宿坊暮らし・初めまして
ぼくは士郎丸。
八月の声を聞くと大峯山上の宿坊の夜は小寒い。
原生林に囲まれた東の斜面に四軒。
ぼくの部屋は朝陽も夕陽も射し日当たりも1日中いいけど、宿坊の中は土間なのでひんやりしている。
土間は三和土(たたき)と言ってね、全部堅い土で出来ている。
雨や霧の日が長く続くと白カビや青カビまで生える、十年前に比べたら減ったけど。
真夏なのに今夜も豆炭炬燵に足を突っ込んでいる。
おや?鈴の音色が?!近付いて来る、こんな夜更けに。ブオーッ♪法螺貝だ。向かいの宿坊に入って行った。
この山は夜通し歩いてお参りに来る人たちも多い。 ぼくも昔はよく夜の山を登ったな。
ケモノの気配、見えないモノの気配、自分の気配、怖いけどやがて研ぎ澄まされてくる、その内、足下の山道も消えて上下も左右も無くなり全体になる…。

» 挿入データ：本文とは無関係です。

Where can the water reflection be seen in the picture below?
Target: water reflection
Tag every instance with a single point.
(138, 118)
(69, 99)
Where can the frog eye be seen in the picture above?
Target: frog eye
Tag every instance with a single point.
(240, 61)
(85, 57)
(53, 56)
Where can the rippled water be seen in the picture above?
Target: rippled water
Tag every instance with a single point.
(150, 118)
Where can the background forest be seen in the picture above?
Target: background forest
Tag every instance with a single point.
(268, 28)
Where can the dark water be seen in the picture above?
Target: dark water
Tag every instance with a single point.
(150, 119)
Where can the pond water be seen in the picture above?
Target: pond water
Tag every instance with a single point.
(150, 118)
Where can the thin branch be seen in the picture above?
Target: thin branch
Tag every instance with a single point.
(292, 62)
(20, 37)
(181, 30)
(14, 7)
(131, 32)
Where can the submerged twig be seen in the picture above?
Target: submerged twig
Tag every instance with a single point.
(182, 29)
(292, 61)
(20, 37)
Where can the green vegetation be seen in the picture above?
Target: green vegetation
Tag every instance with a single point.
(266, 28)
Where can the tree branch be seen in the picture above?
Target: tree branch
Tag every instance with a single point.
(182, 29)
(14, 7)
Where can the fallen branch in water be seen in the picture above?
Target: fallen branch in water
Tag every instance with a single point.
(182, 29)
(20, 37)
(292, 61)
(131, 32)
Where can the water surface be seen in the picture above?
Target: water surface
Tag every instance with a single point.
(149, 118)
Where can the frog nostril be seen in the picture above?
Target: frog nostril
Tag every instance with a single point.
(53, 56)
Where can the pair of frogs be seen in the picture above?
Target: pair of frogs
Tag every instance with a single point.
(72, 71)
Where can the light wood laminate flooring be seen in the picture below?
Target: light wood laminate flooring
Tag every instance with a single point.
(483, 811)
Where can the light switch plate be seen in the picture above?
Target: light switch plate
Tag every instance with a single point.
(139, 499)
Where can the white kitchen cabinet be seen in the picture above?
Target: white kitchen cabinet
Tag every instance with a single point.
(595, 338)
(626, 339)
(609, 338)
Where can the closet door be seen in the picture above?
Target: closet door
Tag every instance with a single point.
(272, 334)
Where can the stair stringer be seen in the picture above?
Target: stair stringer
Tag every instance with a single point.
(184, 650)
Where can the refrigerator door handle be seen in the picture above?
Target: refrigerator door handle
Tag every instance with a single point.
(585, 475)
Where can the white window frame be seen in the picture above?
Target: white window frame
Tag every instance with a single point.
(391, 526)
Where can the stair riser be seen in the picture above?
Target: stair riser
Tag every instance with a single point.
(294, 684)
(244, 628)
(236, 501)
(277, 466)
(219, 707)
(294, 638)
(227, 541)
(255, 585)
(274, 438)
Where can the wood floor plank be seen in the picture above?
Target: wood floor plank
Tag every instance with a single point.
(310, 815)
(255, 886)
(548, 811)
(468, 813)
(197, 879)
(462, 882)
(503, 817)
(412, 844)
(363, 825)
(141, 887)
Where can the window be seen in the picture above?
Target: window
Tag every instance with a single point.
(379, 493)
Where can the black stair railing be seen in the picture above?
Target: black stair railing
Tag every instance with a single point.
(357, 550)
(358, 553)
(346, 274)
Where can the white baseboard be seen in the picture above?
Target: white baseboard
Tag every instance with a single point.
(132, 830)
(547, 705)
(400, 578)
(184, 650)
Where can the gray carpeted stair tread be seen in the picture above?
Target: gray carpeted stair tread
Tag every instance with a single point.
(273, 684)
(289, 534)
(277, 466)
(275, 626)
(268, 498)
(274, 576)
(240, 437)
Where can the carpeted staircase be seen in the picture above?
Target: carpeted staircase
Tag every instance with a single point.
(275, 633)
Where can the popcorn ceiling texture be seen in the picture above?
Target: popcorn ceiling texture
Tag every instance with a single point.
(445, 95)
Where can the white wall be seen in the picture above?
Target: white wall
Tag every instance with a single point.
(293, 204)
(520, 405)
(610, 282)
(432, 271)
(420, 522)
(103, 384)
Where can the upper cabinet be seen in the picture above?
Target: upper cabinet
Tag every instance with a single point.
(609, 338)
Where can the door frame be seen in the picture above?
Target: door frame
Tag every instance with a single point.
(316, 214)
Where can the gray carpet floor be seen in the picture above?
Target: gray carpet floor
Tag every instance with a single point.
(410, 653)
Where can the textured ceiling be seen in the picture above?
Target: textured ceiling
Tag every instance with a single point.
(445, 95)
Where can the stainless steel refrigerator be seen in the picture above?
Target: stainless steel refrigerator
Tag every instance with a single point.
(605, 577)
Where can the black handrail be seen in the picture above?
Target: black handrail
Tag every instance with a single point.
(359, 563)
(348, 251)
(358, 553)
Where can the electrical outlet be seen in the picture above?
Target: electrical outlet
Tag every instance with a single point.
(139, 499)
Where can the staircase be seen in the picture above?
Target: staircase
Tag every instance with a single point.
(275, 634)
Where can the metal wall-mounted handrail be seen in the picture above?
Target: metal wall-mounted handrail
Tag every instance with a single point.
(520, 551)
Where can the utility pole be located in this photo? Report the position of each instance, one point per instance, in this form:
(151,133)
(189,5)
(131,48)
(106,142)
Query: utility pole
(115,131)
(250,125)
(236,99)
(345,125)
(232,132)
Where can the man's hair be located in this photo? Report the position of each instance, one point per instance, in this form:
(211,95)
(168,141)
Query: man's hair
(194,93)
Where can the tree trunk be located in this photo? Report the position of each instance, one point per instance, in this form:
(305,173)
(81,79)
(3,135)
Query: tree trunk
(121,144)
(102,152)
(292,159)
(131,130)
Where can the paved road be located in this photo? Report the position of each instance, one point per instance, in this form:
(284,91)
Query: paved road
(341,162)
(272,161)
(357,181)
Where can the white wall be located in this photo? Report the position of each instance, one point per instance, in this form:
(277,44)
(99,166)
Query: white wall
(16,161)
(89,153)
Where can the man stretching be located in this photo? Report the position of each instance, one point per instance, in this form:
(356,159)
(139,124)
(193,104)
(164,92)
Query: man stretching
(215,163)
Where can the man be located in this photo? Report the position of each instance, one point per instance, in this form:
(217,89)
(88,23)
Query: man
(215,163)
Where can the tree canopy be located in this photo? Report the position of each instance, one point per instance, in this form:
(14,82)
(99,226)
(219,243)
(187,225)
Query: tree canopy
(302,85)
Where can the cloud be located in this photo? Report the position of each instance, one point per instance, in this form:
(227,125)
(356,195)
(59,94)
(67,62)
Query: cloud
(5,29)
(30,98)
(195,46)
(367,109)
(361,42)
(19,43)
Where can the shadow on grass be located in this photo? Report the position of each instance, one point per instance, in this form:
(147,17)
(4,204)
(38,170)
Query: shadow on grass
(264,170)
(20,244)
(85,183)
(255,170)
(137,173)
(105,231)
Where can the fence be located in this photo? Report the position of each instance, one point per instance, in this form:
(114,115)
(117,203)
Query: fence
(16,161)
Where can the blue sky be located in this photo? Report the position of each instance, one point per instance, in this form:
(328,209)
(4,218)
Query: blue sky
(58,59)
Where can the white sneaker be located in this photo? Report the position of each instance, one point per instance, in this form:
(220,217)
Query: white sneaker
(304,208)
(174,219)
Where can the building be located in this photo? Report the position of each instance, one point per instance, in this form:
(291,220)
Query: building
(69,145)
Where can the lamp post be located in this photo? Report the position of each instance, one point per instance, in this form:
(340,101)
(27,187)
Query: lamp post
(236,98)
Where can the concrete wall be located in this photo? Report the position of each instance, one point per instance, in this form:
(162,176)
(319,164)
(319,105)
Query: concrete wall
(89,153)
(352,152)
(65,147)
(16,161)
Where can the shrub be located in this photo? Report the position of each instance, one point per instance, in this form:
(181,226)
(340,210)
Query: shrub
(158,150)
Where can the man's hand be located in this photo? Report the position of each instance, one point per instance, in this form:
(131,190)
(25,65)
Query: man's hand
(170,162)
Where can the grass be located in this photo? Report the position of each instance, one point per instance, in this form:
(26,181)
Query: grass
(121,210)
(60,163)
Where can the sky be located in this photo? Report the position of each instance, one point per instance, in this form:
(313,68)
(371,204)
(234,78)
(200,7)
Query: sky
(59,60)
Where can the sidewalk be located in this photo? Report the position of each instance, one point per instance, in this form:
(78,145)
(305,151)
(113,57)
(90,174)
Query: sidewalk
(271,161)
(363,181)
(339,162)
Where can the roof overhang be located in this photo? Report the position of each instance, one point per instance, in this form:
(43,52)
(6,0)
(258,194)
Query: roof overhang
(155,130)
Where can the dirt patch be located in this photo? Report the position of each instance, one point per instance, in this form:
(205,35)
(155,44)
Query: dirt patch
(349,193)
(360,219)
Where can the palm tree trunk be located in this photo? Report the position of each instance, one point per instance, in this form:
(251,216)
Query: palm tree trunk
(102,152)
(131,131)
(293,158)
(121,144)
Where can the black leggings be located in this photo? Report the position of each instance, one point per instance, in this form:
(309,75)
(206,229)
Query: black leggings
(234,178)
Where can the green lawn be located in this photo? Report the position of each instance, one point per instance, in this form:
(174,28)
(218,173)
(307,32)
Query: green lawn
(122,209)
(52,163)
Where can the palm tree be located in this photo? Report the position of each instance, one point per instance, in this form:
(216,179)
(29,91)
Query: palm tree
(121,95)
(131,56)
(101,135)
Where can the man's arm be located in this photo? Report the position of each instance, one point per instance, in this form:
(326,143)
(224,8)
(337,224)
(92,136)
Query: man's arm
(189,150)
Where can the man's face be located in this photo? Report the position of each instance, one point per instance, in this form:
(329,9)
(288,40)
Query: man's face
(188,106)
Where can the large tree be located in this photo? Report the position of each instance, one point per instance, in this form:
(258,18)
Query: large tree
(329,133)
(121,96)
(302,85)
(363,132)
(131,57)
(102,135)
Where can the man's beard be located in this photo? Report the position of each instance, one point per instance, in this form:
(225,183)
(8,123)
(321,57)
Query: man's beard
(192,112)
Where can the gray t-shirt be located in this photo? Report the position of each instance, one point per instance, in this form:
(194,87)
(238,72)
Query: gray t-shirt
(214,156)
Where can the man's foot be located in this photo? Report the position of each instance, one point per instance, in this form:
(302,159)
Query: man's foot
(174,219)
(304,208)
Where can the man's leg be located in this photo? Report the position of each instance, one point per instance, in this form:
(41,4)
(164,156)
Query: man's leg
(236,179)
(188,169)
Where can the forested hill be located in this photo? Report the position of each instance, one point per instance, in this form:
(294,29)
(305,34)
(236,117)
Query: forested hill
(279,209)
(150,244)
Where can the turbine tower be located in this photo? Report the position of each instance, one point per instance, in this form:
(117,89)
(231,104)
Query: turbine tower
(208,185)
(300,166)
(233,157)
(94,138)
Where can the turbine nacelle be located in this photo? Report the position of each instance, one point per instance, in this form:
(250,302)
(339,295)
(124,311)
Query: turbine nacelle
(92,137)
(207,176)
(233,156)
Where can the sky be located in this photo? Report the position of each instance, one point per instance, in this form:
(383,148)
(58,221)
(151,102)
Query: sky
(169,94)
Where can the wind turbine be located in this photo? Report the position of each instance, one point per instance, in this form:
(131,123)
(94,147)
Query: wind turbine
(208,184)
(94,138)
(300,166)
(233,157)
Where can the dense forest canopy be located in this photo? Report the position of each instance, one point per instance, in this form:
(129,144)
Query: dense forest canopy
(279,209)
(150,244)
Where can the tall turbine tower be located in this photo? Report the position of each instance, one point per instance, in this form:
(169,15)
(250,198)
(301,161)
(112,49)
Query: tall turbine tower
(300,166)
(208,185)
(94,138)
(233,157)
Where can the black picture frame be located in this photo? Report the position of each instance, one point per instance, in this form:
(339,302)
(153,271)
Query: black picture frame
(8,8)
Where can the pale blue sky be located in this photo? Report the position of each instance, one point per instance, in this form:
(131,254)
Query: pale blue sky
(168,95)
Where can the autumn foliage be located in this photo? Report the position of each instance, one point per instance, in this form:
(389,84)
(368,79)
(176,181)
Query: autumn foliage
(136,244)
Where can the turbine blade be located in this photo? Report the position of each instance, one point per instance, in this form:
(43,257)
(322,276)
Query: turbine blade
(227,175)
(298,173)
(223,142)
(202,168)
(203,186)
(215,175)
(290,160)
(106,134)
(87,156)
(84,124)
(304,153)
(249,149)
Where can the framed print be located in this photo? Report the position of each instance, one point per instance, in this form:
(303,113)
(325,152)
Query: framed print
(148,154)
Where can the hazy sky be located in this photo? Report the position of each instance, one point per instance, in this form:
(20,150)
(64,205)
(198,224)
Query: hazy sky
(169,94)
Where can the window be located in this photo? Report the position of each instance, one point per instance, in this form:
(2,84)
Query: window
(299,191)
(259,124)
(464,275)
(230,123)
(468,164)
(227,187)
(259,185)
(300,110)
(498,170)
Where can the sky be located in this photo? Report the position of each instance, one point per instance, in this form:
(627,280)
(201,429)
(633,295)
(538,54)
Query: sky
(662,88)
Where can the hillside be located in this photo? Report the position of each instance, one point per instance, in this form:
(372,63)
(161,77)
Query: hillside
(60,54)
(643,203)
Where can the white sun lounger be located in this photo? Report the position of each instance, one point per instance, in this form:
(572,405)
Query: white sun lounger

今は夜歩くことはなくなったけど、きょうも耳を澄ませば山の夜の音でからだが満たされてゆく。
明日は土曜日、忙しくなるといいな。
大峯山上豆知識
「納所」なっしょ、と訓む。宿坊の責任者。ホテルで言えば支配人のこと。
執事。帳場(フロント)に座して登拝客と応対する。士郎丸の仕事です。